Teddy dan Prabowo juga bekerja sama dalam operasi militer di Timor-Timur. Di sana, mereka sering terlibat dalam diskusi hingga perdebatan sengit, namun Teddy menilai Prabowo sebagai sosok nasionalis yang sangat patriotik.
"Saya sekamar dengan Prabowo waktu di Timtim. Saya jadi tahu karakternya segala macam. Pak Prabowo itu nasionalisme, patriotik, memperhatikan orang kecil. Cuma satu jeleknya, suka marah-marah. Temperamental," ungkap Teddy.
"Saya bertengkar. Saya bukan anak buahnya kok. Saya diminta bantu. 'Kalau bapak enggak suka saya di sini saya pulang'," ancam Teddy.
"Oh bukan begitu. Saya butuh anda. Jangan pulang. Saya yang salah, maaf," kata Teddy kembali menirukan Prabowo sambil tertawa.
Salah satu perdebatan mereka terjadi ketika bekerja di tambang batu bara, di mana Teddy dan Prabowo saling beradu argumen.
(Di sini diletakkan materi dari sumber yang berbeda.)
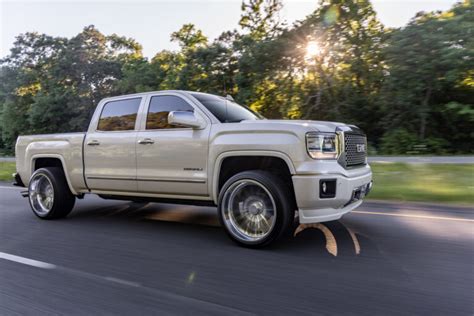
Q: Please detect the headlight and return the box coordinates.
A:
[306,132,338,159]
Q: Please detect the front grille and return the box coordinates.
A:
[344,133,367,167]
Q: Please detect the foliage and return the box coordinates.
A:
[0,161,16,182]
[368,163,474,206]
[0,0,474,154]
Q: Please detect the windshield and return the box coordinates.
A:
[191,93,263,123]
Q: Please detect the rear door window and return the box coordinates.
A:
[97,98,141,131]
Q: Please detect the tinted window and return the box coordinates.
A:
[146,95,194,129]
[97,98,141,131]
[192,93,263,123]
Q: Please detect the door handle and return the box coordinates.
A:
[87,139,100,146]
[138,138,155,145]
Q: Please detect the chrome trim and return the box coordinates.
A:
[137,178,206,183]
[87,177,137,181]
[87,177,206,183]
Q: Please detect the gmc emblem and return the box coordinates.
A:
[356,144,365,153]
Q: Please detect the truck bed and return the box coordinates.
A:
[15,133,87,194]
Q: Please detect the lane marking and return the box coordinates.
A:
[351,211,474,222]
[0,252,255,315]
[0,252,57,269]
[104,277,140,287]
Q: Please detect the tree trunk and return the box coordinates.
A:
[420,87,431,140]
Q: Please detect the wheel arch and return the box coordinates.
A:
[211,151,296,205]
[28,154,78,195]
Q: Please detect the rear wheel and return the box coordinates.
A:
[219,171,294,247]
[28,167,76,219]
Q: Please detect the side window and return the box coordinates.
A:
[97,98,141,131]
[146,95,194,129]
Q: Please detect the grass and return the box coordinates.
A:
[368,163,474,205]
[0,162,474,205]
[0,161,16,182]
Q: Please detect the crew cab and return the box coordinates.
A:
[14,91,372,247]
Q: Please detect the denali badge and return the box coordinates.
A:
[356,144,365,153]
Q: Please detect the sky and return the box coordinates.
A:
[0,0,457,58]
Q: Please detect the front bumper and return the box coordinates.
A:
[293,169,372,224]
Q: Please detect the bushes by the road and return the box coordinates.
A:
[0,0,474,154]
[368,163,474,205]
[0,161,16,181]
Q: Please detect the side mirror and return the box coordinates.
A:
[168,111,204,128]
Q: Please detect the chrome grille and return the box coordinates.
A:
[344,133,367,167]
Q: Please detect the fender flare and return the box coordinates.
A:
[28,154,78,195]
[210,150,296,205]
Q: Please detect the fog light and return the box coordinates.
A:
[319,179,336,199]
[365,181,373,196]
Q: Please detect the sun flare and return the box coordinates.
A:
[306,41,321,59]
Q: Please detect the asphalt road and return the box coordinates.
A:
[0,156,474,164]
[0,184,474,315]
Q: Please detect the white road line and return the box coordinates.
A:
[0,252,56,269]
[351,211,474,222]
[104,277,140,287]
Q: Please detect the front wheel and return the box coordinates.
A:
[218,170,294,248]
[28,167,76,219]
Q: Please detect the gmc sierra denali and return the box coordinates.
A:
[14,91,372,247]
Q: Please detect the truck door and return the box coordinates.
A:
[137,94,210,198]
[84,97,142,193]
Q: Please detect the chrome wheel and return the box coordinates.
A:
[28,173,54,215]
[222,179,277,242]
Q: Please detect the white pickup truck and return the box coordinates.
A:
[14,91,372,247]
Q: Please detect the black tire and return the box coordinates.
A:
[218,170,295,248]
[28,167,76,219]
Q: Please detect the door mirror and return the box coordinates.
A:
[168,111,204,128]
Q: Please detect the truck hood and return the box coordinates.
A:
[240,120,353,133]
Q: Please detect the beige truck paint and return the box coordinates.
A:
[16,91,372,223]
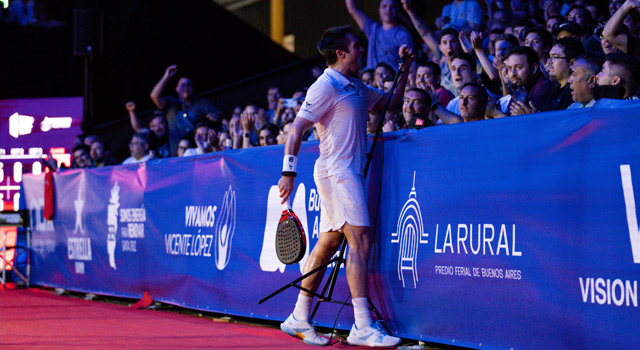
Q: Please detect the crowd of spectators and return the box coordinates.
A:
[65,0,640,167]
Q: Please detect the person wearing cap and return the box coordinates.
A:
[602,0,640,58]
[567,53,603,109]
[345,0,413,69]
[594,24,629,55]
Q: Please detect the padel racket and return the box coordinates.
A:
[276,199,307,265]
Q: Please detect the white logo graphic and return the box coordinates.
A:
[260,183,309,273]
[73,184,84,233]
[9,112,35,138]
[215,186,236,270]
[391,171,429,288]
[107,181,120,270]
[620,164,640,264]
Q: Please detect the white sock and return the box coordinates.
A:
[293,294,313,322]
[351,297,371,329]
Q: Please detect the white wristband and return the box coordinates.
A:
[282,154,298,173]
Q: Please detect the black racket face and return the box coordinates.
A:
[276,219,307,265]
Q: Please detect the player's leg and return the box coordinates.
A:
[280,179,343,345]
[334,174,400,346]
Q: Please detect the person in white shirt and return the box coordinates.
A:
[278,27,413,346]
[122,132,153,164]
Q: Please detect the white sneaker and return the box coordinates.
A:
[280,314,329,346]
[347,321,400,347]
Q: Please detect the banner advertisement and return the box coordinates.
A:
[23,100,640,349]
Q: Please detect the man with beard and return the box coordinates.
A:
[498,46,553,115]
[278,26,413,346]
[460,83,489,123]
[402,88,435,129]
[125,101,171,158]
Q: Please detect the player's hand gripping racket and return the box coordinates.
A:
[276,199,307,265]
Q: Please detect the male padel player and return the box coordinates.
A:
[278,27,413,346]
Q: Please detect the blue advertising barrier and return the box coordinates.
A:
[23,101,640,349]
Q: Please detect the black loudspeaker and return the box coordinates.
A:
[73,9,102,56]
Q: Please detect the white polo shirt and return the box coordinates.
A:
[298,68,385,179]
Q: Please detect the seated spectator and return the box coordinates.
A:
[541,38,584,112]
[345,0,413,70]
[373,62,396,90]
[380,79,394,94]
[416,62,455,106]
[178,136,196,157]
[218,130,233,151]
[151,65,222,156]
[183,121,220,157]
[258,123,280,146]
[89,139,118,167]
[471,32,518,94]
[360,69,375,86]
[552,22,585,42]
[546,16,564,33]
[460,83,489,123]
[597,53,639,101]
[125,101,171,158]
[71,144,93,169]
[402,88,435,129]
[82,135,100,147]
[595,24,629,55]
[122,132,153,164]
[446,52,478,114]
[513,19,535,46]
[567,52,603,109]
[494,46,554,117]
[524,27,553,78]
[565,5,595,37]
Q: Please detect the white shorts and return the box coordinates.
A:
[315,174,370,232]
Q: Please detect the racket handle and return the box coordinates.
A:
[282,198,291,210]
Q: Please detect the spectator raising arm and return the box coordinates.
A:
[124,101,146,132]
[470,32,500,80]
[602,0,640,53]
[345,0,367,30]
[151,64,178,109]
[402,0,439,55]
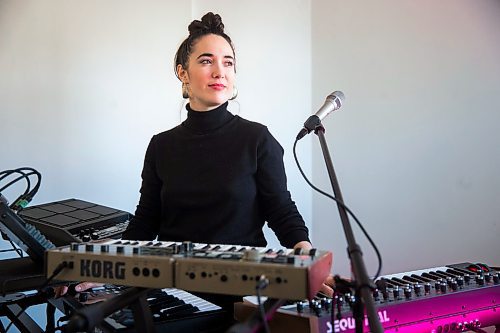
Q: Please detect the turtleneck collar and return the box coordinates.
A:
[182,102,234,134]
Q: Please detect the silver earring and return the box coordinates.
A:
[229,86,238,101]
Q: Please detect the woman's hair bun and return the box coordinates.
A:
[188,12,224,36]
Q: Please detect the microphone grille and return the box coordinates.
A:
[326,90,345,107]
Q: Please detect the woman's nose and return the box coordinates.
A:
[212,65,225,78]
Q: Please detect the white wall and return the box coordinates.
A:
[308,0,500,274]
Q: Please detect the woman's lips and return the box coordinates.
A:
[208,83,226,90]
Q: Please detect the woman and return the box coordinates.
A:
[123,13,311,249]
[56,13,332,308]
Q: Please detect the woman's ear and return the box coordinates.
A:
[177,64,189,83]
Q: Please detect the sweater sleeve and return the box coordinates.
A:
[122,137,162,240]
[256,128,309,248]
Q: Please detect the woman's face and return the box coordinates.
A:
[177,34,235,111]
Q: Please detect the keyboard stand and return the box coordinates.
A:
[66,287,155,333]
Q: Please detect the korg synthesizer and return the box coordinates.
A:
[46,240,332,300]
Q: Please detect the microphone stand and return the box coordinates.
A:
[314,122,384,333]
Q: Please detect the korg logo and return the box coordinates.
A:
[80,259,125,280]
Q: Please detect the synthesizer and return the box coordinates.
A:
[46,239,332,300]
[19,199,132,246]
[235,263,500,333]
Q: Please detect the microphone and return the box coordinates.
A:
[297,91,345,140]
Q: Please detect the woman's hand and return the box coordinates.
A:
[54,282,104,298]
[319,274,335,297]
[293,241,335,297]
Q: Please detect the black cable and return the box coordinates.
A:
[0,167,42,211]
[293,139,382,280]
[9,239,24,258]
[5,309,26,333]
[255,275,270,333]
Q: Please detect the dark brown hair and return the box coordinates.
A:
[174,12,235,77]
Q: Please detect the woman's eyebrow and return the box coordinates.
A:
[196,53,234,60]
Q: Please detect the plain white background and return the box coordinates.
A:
[0,0,500,326]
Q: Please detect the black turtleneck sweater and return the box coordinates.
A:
[123,103,309,247]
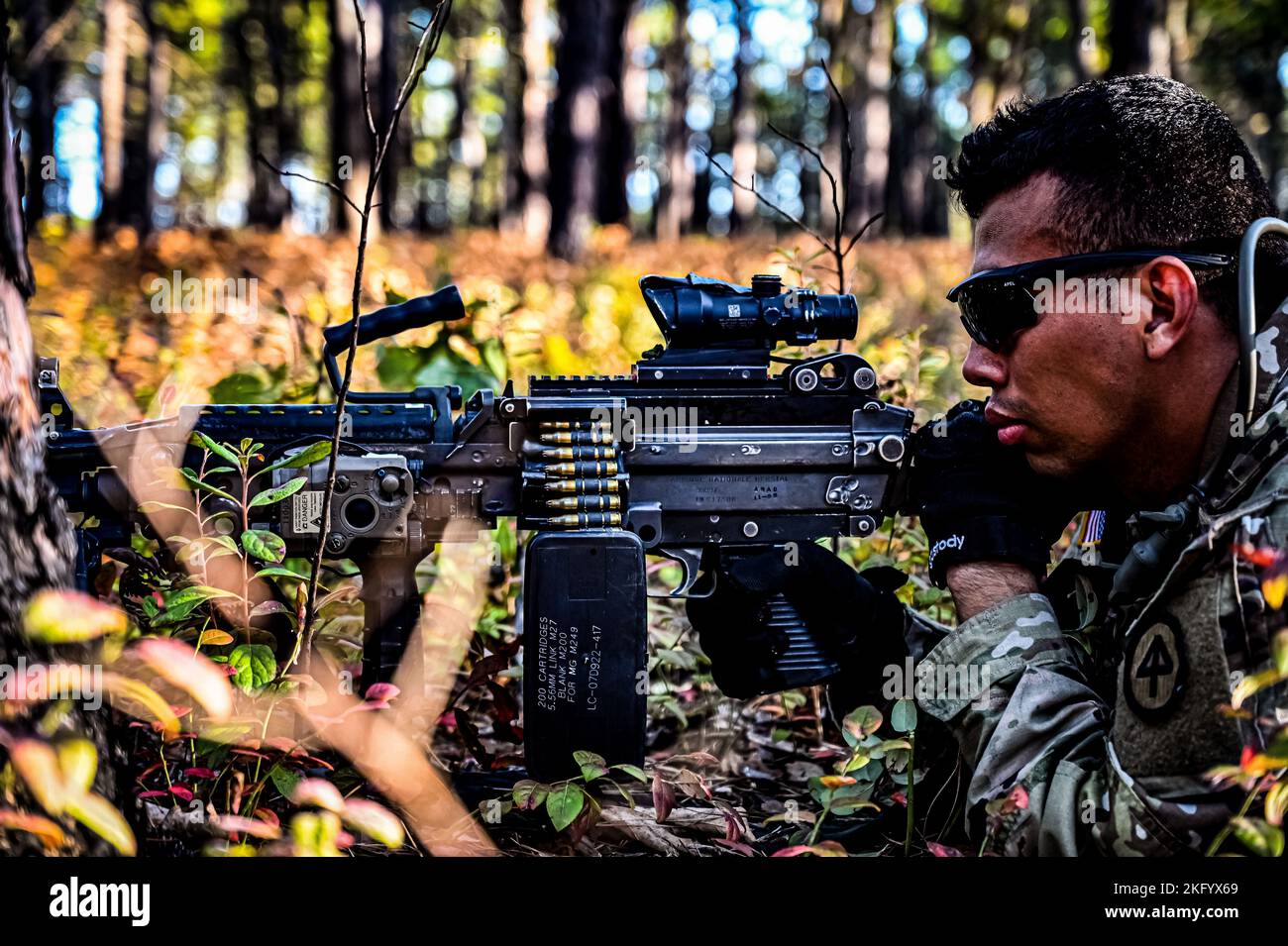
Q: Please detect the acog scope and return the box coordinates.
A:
[640,272,859,348]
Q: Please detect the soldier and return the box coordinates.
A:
[690,76,1288,855]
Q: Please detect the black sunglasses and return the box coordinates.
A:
[948,250,1236,352]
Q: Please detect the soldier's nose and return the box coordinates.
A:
[962,341,1008,388]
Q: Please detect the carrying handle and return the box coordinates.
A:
[322,285,465,391]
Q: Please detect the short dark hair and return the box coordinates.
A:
[948,76,1288,327]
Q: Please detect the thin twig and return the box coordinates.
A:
[699,148,827,246]
[300,0,452,684]
[255,151,362,214]
[353,0,376,138]
[769,122,845,257]
[845,211,885,255]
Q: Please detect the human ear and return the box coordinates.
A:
[1132,257,1199,362]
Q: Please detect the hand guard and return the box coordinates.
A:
[910,400,1076,588]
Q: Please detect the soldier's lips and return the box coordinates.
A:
[984,404,1029,447]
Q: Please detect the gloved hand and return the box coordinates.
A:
[909,400,1077,588]
[687,542,909,699]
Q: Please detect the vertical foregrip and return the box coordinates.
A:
[362,556,421,689]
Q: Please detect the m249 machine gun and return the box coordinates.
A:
[39,274,912,779]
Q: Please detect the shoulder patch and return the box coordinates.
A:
[1124,614,1189,722]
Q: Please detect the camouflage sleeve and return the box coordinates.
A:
[917,594,1229,856]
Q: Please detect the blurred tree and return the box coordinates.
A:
[548,0,627,260]
[595,0,635,224]
[94,0,130,240]
[326,0,378,238]
[22,0,72,227]
[657,0,693,240]
[0,4,116,856]
[729,0,757,231]
[368,0,399,231]
[1109,0,1169,76]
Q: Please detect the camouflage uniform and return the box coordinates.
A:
[910,313,1288,855]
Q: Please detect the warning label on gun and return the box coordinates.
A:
[291,489,322,533]
[536,616,579,713]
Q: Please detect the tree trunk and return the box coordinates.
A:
[23,0,68,229]
[657,0,693,240]
[498,0,531,233]
[327,0,378,238]
[1068,0,1096,85]
[729,0,756,232]
[143,1,172,233]
[1108,0,1158,76]
[94,0,130,240]
[548,0,626,260]
[368,0,399,229]
[519,0,550,241]
[0,10,116,855]
[595,0,635,224]
[850,0,894,227]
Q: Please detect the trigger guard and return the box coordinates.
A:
[649,549,716,599]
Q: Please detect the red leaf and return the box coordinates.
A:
[366,683,402,701]
[926,840,966,857]
[653,771,675,824]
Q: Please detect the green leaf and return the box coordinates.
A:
[190,430,241,470]
[179,468,241,506]
[250,476,308,508]
[268,766,303,798]
[842,749,872,775]
[890,699,917,732]
[67,792,136,857]
[255,440,331,476]
[228,644,277,693]
[613,765,649,782]
[572,751,608,782]
[510,779,550,811]
[546,782,587,831]
[152,584,237,627]
[1231,817,1284,857]
[242,530,286,562]
[844,706,883,739]
[255,565,309,581]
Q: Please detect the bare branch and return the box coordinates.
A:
[845,214,885,255]
[299,0,452,683]
[769,122,841,253]
[353,0,376,141]
[699,148,828,246]
[818,59,854,240]
[373,0,452,177]
[255,152,362,214]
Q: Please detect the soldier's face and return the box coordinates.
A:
[962,175,1141,477]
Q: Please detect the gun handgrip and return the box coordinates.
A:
[322,285,465,391]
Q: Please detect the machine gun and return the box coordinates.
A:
[38,274,912,779]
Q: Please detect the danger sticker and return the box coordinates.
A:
[291,489,322,533]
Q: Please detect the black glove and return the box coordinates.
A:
[909,400,1077,588]
[687,542,909,699]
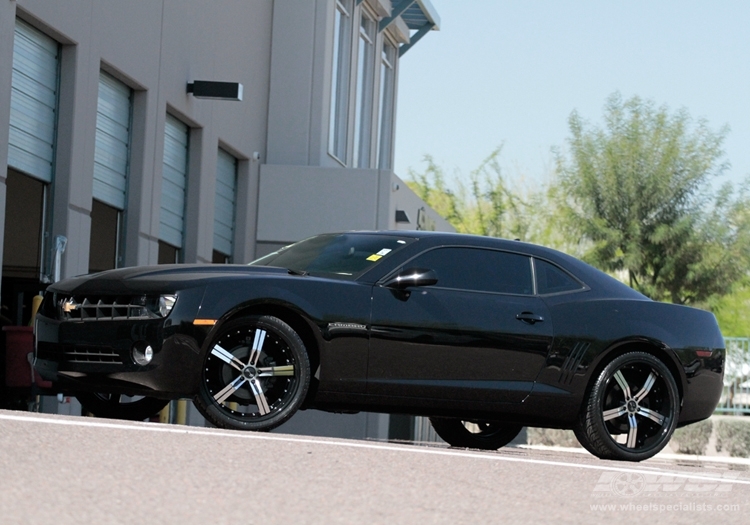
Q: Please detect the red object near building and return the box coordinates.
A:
[3,326,52,388]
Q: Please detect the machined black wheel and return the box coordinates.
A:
[574,352,680,461]
[76,392,169,421]
[195,315,310,430]
[430,417,523,450]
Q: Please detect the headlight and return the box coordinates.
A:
[159,295,177,317]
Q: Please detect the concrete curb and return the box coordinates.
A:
[516,445,750,466]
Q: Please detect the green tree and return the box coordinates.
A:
[407,147,549,242]
[557,94,750,304]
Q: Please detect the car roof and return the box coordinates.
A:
[341,230,648,299]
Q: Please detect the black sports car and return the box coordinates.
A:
[35,232,725,461]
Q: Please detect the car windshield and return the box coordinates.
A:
[250,233,415,279]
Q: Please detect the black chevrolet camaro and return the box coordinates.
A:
[35,232,725,461]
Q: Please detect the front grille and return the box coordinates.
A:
[56,295,160,321]
[37,341,123,365]
[63,346,122,365]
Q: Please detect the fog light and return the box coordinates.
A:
[132,343,154,366]
[159,295,177,317]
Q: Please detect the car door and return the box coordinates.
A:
[367,246,552,402]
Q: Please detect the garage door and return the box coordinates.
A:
[8,19,60,182]
[94,71,132,210]
[159,115,189,248]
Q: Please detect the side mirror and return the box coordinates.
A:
[383,268,437,290]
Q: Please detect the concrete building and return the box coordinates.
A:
[0,0,452,435]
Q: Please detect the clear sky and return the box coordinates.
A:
[395,0,750,188]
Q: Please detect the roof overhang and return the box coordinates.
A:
[378,0,440,56]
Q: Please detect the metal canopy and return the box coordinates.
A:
[378,0,440,57]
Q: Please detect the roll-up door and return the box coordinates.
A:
[214,149,237,257]
[8,19,60,182]
[94,71,132,210]
[159,115,189,248]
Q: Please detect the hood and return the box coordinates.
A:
[48,264,288,295]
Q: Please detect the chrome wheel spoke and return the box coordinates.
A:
[247,328,266,366]
[614,370,631,400]
[214,376,246,404]
[211,345,245,372]
[636,407,666,425]
[258,365,294,377]
[602,405,628,421]
[626,414,638,448]
[635,371,656,403]
[250,379,271,416]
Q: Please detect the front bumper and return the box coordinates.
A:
[34,290,210,398]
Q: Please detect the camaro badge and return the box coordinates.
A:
[328,323,367,333]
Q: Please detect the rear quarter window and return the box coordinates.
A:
[534,259,584,295]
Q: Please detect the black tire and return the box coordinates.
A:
[430,417,523,450]
[76,392,169,421]
[574,352,680,461]
[194,315,310,431]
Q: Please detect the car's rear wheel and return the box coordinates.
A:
[76,392,169,421]
[430,417,523,450]
[195,315,310,431]
[574,352,680,461]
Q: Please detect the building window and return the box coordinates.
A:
[352,10,377,168]
[159,114,190,263]
[89,71,133,272]
[328,0,354,164]
[376,40,396,170]
[213,149,237,263]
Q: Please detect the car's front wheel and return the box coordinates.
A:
[76,392,169,421]
[195,315,310,431]
[430,417,523,450]
[574,352,680,461]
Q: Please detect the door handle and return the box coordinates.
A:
[516,312,544,324]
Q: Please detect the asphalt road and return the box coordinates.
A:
[0,411,750,525]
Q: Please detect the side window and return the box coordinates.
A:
[408,248,534,295]
[534,259,583,295]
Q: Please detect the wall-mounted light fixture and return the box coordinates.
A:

Meski sempat marah, Prabowo tetap menghargai pendapat Teddy, menunjukkan sisi kepribadian yang tegas namun adil.
"Saya kan geolog, sedang kerja cari minyak. Saya lihat ada batubara, saya periksa harganya sekian, saya bilang, 'mas (Prabowo) pakai perusahaan anda aja'. Dia sudah pensiun waktu itu," jelas Teddy yang juga dikenal sebagai ahli membuat pisau militer.
Namun saat mulai berproses di mana membutuhkan izin pakai lahan perhutanan selain dari izin usaha pertambangan, ada kesalahan dokumen. Sehingga Prabowo perlu tanda tangan ulang.
"Dia bilang, 'saya sudah keluar duit miliaran masih salah'. Saya bilang, 'kapan anda keluar duit miliaran?' Ini kan enggak pake duit. Kan saya yang periksa. TTD kalau enggak ini hangus. Dia TTD, tapi marah tendang meja, saya marah juga, banting pintu," tandas alumnus ITB ini sambil kembali tertawa.
Melalui kisah ini, terlihat bahwa hubungan Teddy dengan Prabowo tidak hanya profesional, tetapi juga penuh dinamika yang menunjukkan komitmen mereka terhadap kepentingan bangsa.